Dans un contexte de dégradation continue de la sécurité nationale, les Forces armées d’Haïti ont franchi un seuil critique en déclenchant la « Condition D », niveau d’alerte maximal, sur l’ensemble du territoire. Cette décision, rendue publique à travers un mémorandum officiel du Grand Quartier Général, marque une inflexion stratégique majeure dans la réponse des autorités face aux groupes armés.
Le texte, signé au nom du lieutenant-général Derby Guerrier, fait état d’opérations militaires imminentes, sans toutefois en préciser la nature. Une opacité qui s’inscrit dans une logique de confidentialité opérationnelle, mais qui nourrit également l’inquiétude au sein de la population.
Les mesures adoptées traduisent une discipline de guerre : rappel général des troupes, suspension immédiate de toutes les permissions, présence obligatoire de l’ensemble des effectifs dans les casernes et renforcement drastique des dispositifs de sécurité dans les bases militaires.
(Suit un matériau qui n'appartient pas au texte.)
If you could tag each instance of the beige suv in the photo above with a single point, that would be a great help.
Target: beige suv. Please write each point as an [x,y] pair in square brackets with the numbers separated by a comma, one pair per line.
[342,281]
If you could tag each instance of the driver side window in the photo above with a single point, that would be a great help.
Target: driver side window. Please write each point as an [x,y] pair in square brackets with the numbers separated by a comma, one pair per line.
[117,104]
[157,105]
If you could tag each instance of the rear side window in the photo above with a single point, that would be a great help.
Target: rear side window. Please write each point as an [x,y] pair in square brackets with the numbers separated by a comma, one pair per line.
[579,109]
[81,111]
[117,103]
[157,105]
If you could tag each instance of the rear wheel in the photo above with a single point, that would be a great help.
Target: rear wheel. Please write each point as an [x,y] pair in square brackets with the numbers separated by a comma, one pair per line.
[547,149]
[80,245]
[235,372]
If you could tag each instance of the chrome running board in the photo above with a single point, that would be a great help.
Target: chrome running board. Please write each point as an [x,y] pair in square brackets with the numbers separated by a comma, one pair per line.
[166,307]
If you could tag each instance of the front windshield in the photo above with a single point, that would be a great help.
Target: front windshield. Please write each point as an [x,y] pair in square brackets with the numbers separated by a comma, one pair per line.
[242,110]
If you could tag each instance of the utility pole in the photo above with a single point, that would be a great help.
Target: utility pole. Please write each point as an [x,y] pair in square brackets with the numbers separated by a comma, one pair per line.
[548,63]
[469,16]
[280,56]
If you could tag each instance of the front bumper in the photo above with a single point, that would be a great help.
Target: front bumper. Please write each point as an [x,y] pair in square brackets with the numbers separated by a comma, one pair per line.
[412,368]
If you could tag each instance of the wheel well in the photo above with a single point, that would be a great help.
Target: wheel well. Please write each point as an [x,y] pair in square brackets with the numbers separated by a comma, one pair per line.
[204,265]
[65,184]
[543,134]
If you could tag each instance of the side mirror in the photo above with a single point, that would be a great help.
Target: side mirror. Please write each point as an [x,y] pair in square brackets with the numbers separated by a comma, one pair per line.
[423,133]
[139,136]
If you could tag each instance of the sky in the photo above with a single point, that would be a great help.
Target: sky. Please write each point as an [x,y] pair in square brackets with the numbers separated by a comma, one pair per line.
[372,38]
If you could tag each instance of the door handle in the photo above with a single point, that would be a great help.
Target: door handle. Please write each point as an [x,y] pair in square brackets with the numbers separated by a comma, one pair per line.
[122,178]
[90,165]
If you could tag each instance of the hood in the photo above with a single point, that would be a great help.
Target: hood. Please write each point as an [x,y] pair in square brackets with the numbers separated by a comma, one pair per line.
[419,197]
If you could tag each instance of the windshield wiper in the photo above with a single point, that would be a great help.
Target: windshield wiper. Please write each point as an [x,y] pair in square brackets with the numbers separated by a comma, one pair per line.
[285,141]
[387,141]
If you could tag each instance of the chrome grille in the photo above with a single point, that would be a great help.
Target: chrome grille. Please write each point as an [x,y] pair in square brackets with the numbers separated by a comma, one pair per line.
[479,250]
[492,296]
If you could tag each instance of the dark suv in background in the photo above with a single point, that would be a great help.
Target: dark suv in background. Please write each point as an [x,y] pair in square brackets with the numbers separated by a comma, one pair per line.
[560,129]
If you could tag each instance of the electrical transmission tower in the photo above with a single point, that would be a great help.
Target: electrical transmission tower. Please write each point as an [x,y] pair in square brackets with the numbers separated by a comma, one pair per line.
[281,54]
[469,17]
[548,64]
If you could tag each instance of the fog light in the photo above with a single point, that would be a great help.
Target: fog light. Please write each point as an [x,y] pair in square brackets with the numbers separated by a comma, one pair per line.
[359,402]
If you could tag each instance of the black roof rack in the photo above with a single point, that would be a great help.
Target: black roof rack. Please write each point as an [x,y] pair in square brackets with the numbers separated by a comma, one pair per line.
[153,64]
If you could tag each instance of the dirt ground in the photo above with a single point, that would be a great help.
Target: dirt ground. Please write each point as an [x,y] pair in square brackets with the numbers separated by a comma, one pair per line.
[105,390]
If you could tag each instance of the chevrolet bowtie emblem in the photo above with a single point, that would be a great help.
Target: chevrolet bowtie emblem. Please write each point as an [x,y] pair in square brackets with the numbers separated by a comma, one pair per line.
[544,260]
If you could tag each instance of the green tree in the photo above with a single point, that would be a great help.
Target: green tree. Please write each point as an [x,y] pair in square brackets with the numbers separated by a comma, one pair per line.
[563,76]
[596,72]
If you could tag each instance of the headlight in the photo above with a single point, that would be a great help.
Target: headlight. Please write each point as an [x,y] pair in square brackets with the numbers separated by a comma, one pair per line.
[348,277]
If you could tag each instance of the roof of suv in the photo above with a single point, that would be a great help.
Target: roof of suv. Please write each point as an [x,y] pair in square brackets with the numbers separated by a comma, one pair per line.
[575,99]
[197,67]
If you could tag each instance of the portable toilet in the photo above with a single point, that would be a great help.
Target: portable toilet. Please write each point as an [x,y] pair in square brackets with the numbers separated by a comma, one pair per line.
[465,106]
Chaque déplacement interne est désormais soumis au strict respect du port de l’uniforme réglementaire.
Au-delà de la mobilisation humaine, l’accent est mis sur la préparation logistique et opérationnelle. Les unités doivent procéder à une vérification systématique de leurs équipements, maintenir une veille radio permanente et produire des rapports réguliers. Les commandants sont appelés à anticiper les besoins matériels afin de garantir une autonomie de 30 jours, signe d’opérations potentiellement prolongées.
Le haut état-major insiste sur la rigueur et la discipline, avertissant que tout manquement sera sanctionné. Cette posture reflète une volonté claire de restaurer l’autorité de l’État dans un pays confronté à une escalade des violences.
Alors que la population attend des résultats concrets, cette mise en alerte maximale pourrait constituer un tournant dans la lutte contre l’insécurité. Reste à savoir si les moyens déployés permettront de rétablir durablement l’ordre public.